Of all the things to have come out of the Parkland massacre, perhaps the stupidest and most counterproductive has been the elevation of children and very young adults to the forefront of our political debate. A number of the students who witnessed the massacre firsthand have turned into media darlings overnight, and like most media darlings they know instinctively how to stoke the fires of popular sentiment. “If the president wants to come up to me and tell me to my face that it was a ‘terrible tragedy,’ I’m going to happily ask him how much money he received from the NRA,” said 18-year-old Emma Gonzáles. David Hogg, 17, said to politicians who accept money from the NRA: “If you can’t get elected without taking money from child murderers, why are you running?” Stoneman Douglas high school senior Tyra Hemans said: “I want our politicians to stop thinking about money and start thinking about all these lives we had lost.” And so forth.

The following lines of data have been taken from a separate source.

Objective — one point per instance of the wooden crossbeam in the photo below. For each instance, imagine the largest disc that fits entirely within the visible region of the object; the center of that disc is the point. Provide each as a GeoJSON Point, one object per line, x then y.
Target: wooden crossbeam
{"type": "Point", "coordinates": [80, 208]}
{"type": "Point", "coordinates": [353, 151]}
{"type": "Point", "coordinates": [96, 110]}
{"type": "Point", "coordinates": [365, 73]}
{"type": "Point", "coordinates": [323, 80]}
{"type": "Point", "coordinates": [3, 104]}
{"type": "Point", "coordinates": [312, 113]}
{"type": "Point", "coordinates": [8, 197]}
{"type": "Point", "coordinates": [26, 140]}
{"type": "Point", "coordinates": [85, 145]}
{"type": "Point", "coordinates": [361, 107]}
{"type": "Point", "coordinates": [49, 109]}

As my friend David Marcus points out, it is an open question as to whether or not this kind of politico-celebrity lifestyle is psychologically unhealthy for individuals who have just gone through a major trauma. Yet aside from that, the simple fact of the matter is that it is stupid. It is a dumb and silly waste of a critical political dialogue, a debasement of what should be a serious and consequential debate (“child murderers,” good f***ing grief).
Yet a lot of people seem to have been swept up in this: Laurence Tribe, for one, made the astonishing claim that “teens between 14 and 18 have far better BS detectors, on average, than ‘adults’ 18 and older.” This is just so patently false that it is hard to know where to begin. Youth has a lot going for it, but on average young people are gullible, easily duped, underinformed, inexperienced and given very easily to fashionable zeitgeists. To honestly believe that a teenager is some sort of font of policy wisdom is to stretch credulity beyond its most tensile breaking point.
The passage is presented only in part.